El pequeño vampiro se rió irónicamente.
—No todo el mundo nos saluda con tanta efusividad —dijo colándose en la habitación.
—Por cierto, que tenías razón —dijo Anton.
—Como siempre —contestó presuntuoso el pequeño vampiro.
—No, como siempre no —replicó Anton—. Pero esta vez tenías razón: los enfermos deben guardar cama. He estado enfermo hasta ahora.
—Sí, tienes un aspecto bastante exangüe —observó el vampiro—. Además —le corrigió—, yo no dije que los enfermos deben guardar cama. Yo dije que los enfermos tienen que estar en la cama.
Anton se lamentó en voz baja.
—¡¿Qué más da?!
—No, no da igual —replicó el vampiro—. Lo más importante son siempre las pequeñas diferencias.
—¿Las pequeñas diferencias? —repitió burlón Anton.
—¡Sí señor! —gritó el vampiro—. Pero al parecer tienes una memoria como una redecilla para el pelo…, sólo que con más agujeros todavía.
Se acercó a él y examinó la bufanda de lana que Anton llevaba puesta alrededor del cuello.
—Quizá sea que… te alimentas mal —le dijo soltando una carcajada.
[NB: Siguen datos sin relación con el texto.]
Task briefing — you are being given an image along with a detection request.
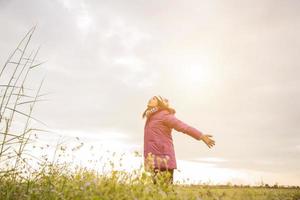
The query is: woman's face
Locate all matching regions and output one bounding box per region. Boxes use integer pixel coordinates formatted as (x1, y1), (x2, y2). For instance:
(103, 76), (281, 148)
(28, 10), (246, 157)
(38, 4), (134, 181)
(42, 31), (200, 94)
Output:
(148, 96), (158, 107)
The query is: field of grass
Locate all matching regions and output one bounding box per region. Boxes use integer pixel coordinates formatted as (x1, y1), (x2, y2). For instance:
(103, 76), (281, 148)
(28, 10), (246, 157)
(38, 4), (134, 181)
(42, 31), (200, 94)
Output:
(0, 27), (300, 200)
(0, 163), (300, 200)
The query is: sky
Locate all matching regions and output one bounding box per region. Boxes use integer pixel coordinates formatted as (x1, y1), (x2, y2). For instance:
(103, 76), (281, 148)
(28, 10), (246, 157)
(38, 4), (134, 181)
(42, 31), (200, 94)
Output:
(0, 0), (300, 185)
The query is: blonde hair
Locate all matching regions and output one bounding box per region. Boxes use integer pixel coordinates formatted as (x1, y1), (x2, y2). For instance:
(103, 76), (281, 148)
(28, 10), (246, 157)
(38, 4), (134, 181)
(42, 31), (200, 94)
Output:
(142, 95), (176, 119)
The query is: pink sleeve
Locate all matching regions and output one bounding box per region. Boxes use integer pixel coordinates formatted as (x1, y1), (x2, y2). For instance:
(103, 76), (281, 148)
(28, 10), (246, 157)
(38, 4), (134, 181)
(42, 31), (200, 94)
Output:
(163, 114), (203, 140)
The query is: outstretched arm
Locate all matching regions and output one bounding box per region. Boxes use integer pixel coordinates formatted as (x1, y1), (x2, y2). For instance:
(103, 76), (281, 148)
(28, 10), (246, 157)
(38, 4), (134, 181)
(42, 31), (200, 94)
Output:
(163, 114), (203, 140)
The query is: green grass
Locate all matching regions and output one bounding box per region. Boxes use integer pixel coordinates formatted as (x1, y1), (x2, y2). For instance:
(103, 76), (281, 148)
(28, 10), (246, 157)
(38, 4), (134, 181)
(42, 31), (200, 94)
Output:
(0, 159), (300, 200)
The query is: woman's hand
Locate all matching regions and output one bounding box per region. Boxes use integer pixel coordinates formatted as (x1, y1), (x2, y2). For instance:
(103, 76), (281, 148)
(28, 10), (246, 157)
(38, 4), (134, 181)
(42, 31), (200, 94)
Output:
(200, 134), (215, 148)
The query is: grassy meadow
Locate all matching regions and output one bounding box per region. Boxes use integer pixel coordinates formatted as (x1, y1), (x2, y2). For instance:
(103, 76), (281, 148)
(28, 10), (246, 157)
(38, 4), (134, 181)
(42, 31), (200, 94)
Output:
(0, 27), (300, 200)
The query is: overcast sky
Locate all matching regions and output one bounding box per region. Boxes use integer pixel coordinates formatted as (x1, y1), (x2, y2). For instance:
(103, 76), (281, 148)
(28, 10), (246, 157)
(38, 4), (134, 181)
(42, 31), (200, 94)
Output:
(0, 0), (300, 185)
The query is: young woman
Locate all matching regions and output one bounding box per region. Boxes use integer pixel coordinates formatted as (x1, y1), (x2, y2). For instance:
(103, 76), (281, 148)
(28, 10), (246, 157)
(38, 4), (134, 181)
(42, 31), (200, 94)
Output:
(142, 96), (215, 184)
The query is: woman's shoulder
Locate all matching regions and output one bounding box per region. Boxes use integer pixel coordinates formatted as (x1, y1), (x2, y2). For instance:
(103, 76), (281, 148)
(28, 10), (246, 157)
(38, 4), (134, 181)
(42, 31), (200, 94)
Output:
(159, 108), (175, 115)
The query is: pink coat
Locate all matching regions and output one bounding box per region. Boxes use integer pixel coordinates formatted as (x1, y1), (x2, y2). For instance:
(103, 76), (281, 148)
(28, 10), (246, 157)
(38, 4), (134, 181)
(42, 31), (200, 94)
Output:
(144, 109), (203, 170)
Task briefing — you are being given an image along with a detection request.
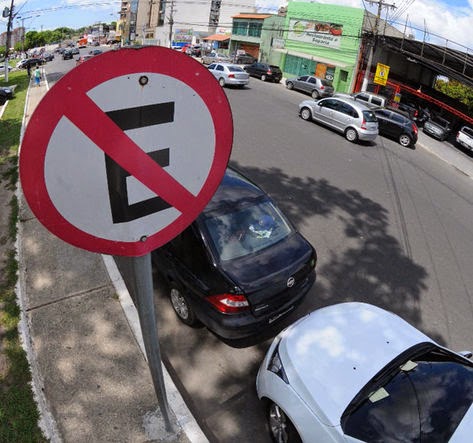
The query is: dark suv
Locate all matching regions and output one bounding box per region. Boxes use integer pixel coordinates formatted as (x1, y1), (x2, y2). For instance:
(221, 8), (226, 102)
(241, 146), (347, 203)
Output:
(423, 115), (452, 141)
(245, 62), (282, 83)
(152, 169), (317, 339)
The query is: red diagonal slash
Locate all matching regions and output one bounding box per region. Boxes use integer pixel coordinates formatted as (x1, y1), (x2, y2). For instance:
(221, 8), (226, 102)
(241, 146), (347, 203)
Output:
(64, 91), (196, 212)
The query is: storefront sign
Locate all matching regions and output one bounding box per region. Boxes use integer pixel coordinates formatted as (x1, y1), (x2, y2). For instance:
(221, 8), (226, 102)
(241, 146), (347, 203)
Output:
(288, 20), (343, 49)
(373, 63), (389, 86)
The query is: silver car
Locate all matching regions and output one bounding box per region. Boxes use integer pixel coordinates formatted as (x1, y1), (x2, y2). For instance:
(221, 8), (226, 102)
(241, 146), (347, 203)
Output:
(286, 75), (333, 98)
(299, 97), (378, 142)
(202, 52), (232, 65)
(208, 63), (250, 88)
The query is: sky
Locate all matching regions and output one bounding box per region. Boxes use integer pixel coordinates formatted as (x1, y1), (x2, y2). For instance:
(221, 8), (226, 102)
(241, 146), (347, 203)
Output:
(0, 0), (473, 52)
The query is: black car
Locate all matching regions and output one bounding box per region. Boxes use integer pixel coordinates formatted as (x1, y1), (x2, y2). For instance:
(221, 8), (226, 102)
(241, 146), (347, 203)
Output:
(233, 52), (256, 65)
(245, 62), (282, 83)
(398, 103), (430, 126)
(152, 168), (317, 339)
(422, 115), (452, 141)
(62, 49), (74, 60)
(373, 108), (419, 147)
(17, 58), (44, 69)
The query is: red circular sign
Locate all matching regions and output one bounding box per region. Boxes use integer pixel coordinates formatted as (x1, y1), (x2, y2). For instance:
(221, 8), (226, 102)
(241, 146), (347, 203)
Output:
(19, 47), (233, 256)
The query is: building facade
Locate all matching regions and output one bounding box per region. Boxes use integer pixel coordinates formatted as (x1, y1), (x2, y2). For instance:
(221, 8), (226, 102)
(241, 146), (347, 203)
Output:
(117, 0), (256, 47)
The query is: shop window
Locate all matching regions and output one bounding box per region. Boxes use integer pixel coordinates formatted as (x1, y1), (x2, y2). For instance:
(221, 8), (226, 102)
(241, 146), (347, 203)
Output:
(232, 21), (248, 35)
(248, 22), (263, 37)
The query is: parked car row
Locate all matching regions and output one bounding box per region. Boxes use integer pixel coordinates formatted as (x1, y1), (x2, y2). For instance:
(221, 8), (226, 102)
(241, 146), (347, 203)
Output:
(147, 62), (473, 443)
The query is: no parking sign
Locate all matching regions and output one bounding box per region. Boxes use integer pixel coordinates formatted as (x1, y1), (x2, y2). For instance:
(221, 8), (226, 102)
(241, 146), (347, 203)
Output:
(20, 47), (233, 256)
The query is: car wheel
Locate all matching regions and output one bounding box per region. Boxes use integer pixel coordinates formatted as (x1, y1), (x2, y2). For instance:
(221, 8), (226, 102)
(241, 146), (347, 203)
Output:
(169, 285), (196, 326)
(301, 108), (312, 120)
(399, 134), (412, 148)
(345, 128), (358, 143)
(268, 403), (302, 443)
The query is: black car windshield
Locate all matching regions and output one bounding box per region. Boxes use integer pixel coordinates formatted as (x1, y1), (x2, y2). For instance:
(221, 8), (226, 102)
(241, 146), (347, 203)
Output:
(205, 200), (292, 261)
(342, 347), (473, 443)
(363, 111), (378, 123)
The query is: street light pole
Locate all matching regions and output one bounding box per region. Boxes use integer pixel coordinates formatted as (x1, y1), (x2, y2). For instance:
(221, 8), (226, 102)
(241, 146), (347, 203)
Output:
(361, 0), (396, 91)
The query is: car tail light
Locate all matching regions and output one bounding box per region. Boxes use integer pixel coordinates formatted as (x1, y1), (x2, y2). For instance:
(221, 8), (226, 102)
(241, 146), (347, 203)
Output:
(207, 294), (250, 314)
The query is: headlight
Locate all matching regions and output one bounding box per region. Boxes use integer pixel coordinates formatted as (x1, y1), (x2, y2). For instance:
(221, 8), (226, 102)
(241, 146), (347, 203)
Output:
(268, 344), (289, 384)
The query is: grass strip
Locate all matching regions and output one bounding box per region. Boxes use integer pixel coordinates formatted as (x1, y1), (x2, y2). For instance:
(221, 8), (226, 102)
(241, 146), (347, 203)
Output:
(0, 67), (47, 443)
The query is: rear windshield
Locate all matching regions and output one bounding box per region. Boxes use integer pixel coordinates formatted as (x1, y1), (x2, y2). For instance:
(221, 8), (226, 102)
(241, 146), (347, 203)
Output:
(363, 111), (378, 122)
(431, 116), (448, 128)
(228, 65), (246, 72)
(462, 126), (473, 137)
(342, 349), (473, 443)
(205, 201), (292, 261)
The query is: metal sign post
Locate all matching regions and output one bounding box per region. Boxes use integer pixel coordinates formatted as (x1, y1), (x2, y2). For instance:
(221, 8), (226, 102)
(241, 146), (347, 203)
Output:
(132, 253), (174, 432)
(19, 46), (233, 436)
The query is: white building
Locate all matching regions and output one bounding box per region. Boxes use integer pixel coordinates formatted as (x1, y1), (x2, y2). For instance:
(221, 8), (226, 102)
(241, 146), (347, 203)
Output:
(136, 0), (256, 47)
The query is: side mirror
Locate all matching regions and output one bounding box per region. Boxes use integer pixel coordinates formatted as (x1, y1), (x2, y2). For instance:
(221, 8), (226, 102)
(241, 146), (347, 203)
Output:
(459, 351), (473, 358)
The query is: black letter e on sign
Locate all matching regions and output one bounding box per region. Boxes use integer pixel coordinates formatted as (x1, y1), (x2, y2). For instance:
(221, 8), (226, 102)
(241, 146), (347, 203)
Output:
(105, 102), (174, 223)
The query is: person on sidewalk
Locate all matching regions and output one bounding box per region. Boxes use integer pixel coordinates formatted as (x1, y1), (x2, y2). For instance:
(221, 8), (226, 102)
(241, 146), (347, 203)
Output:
(34, 65), (41, 86)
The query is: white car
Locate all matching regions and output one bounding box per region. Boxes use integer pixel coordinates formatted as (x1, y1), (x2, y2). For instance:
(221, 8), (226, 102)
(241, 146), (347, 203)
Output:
(208, 63), (250, 88)
(299, 97), (379, 143)
(256, 303), (473, 443)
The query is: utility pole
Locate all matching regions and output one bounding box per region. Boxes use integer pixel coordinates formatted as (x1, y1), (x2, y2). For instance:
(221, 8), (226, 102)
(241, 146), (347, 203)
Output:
(3, 0), (13, 82)
(361, 0), (396, 91)
(169, 0), (174, 48)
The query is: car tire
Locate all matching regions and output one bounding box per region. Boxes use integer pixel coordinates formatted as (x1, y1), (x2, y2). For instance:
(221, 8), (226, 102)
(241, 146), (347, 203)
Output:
(345, 128), (358, 143)
(399, 134), (412, 148)
(268, 402), (302, 443)
(169, 284), (197, 326)
(301, 108), (312, 121)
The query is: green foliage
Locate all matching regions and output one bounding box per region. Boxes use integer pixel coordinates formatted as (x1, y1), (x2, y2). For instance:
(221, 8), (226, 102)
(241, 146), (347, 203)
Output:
(435, 79), (473, 112)
(0, 70), (47, 443)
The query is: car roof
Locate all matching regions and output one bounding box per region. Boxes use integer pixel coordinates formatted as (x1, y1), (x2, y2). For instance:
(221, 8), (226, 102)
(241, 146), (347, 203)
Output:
(279, 302), (433, 426)
(203, 167), (266, 213)
(317, 96), (373, 111)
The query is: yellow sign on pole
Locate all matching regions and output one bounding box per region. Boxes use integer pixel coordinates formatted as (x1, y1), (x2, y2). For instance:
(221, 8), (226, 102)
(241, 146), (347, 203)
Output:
(373, 63), (389, 86)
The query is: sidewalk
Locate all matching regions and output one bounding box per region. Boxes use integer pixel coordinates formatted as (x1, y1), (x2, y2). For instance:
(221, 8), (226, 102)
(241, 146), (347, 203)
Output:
(17, 73), (207, 443)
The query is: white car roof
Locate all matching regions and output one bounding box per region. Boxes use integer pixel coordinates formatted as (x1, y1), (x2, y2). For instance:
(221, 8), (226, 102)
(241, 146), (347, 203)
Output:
(279, 302), (433, 426)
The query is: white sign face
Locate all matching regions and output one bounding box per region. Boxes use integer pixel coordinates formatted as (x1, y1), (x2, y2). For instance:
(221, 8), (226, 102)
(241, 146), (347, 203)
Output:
(44, 73), (215, 242)
(20, 47), (233, 255)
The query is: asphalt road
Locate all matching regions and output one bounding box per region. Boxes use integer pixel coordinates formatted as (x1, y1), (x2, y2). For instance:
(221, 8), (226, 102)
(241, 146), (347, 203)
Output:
(45, 55), (473, 443)
(153, 79), (473, 443)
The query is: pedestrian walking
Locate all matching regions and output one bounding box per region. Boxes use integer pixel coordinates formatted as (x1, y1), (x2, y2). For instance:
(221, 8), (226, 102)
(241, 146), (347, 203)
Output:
(34, 65), (41, 86)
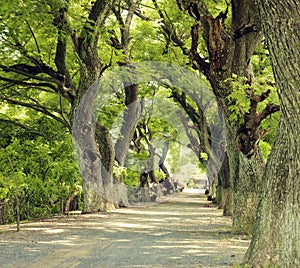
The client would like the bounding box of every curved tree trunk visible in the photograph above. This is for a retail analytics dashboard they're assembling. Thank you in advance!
[245,0,300,267]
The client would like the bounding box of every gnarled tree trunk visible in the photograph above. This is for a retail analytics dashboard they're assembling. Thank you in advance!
[245,0,300,267]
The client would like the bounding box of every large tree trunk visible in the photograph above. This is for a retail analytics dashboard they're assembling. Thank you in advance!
[72,79,115,213]
[114,84,142,207]
[176,0,264,233]
[245,0,300,267]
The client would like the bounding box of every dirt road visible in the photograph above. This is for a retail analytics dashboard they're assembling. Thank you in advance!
[0,193,249,268]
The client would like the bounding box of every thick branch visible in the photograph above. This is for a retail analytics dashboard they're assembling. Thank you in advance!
[233,23,258,39]
[0,118,49,140]
[152,0,188,55]
[189,23,209,76]
[0,95,70,128]
[258,103,280,122]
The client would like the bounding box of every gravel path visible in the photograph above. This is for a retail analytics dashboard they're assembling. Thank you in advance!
[0,193,249,268]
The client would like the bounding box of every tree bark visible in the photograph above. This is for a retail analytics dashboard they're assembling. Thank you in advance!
[245,0,300,267]
[178,0,264,233]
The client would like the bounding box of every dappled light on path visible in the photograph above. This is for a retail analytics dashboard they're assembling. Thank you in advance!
[0,193,249,268]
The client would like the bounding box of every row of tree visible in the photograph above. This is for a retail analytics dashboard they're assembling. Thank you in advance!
[0,0,300,267]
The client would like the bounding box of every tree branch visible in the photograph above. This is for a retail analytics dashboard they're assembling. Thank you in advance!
[0,95,69,127]
[0,118,50,140]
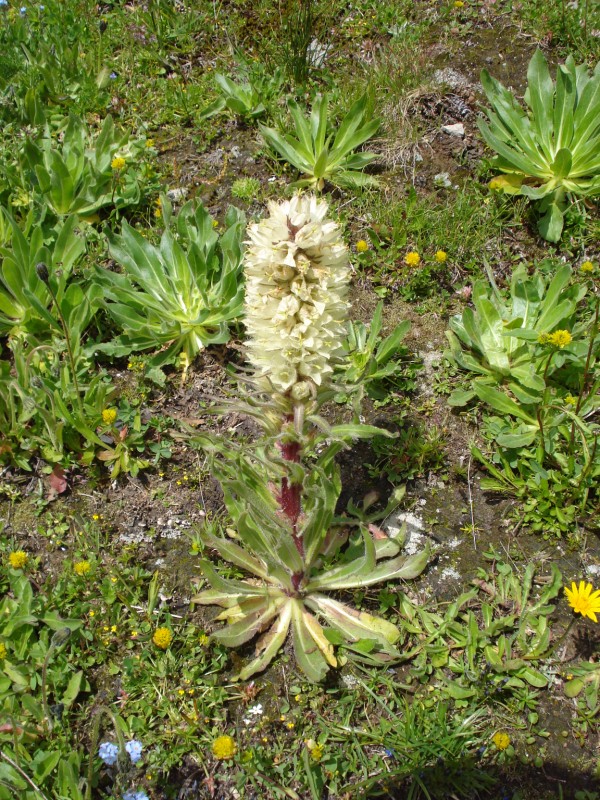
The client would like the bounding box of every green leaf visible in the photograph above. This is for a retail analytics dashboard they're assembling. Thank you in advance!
[552,147,573,178]
[538,203,564,242]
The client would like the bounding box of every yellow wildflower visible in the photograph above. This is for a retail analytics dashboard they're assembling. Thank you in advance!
[404,250,421,267]
[548,331,573,348]
[565,581,600,622]
[212,735,237,761]
[102,408,117,425]
[8,550,29,569]
[492,731,510,750]
[152,628,173,650]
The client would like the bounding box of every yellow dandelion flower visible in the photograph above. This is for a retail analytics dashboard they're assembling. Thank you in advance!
[404,250,421,267]
[492,731,510,750]
[565,581,600,622]
[102,408,117,425]
[212,735,237,761]
[8,550,29,569]
[152,628,173,650]
[548,331,573,349]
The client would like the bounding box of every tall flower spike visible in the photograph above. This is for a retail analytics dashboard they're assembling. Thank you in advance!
[245,195,350,401]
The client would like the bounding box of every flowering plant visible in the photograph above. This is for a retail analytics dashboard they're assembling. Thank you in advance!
[22,116,155,217]
[195,196,428,681]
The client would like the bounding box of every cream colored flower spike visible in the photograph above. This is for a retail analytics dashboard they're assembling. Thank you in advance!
[245,194,350,400]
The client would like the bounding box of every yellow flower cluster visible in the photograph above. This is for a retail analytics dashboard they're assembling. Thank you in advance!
[152,628,173,650]
[102,408,117,425]
[212,735,237,761]
[8,550,29,569]
[565,581,600,622]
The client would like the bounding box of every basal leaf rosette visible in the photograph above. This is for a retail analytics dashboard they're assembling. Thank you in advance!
[245,194,350,401]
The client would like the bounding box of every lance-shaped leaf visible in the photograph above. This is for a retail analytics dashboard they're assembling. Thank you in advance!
[304,592,400,652]
[291,600,337,683]
[211,593,288,647]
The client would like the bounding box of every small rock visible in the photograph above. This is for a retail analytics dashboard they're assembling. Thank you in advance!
[442,122,465,139]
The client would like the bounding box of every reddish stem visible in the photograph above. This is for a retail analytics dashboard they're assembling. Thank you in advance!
[279,442,304,555]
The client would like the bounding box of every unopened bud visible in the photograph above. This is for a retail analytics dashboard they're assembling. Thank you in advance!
[35,261,50,283]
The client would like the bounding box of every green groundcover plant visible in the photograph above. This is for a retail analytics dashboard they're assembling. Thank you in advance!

—Mejor será que te quedes donde estás —le advirtió Anton—. ¡Como te contagie, no podrás celebrar la Navidad con nosotros!
—¿Cómo que como me contagies?, —preguntó perplejo el pequeño vampiro—. ¿Desde cuándo es contagioso un cuello torcido?
—Yo no tengo el cuello torcido —le aclaró Anton—. ¡Yo lo que tengo es la garganta irritada!
—¿La garganta irritada? —dijo sorprendido Rüdiger—. ¿Con fiebre y… uf… dolores y eso?
—Exactamente —confirmó Anton. Y para vengarse del comentario de la redecilla para el pelo añadió con grandilocuencia—: ¡Tengo la gripe transilvana!
Más le hubiera valido no haberlo dicho, porque el pequeño vampiro pegó un chillido y retrocedió hasta la ventana.
—¿Tienes la gripe trasilvana?
—Sí, ¿por qué? —dijo Anton… sorprendido por aquella violenta reacción del vampiro.
—Porque es la gripe más terrible que existe —gimió el pequeño vampiro—. ¿Y sabes qué es lo más terrible de todo?
Se había subido de un salto al alféizar de la ventana y se tapaba la boca y la nariz con una punta de su capa.
—No —contestó angustiado Anton.
—¡Es la única enfermedad del mundo para la que no tenemos anticuerpos! —exclamó el pequeño vampiro.
—Pero… —empezó a decir Anton, pero el vampiro ya se había marchado de allí volando.
Anton fue corriendo hacia la ventana.
—¡Que me he confundido! —gritó—. ¡No es la gripe transilvana! ¡Lo que tengo es la gripe transiberiana!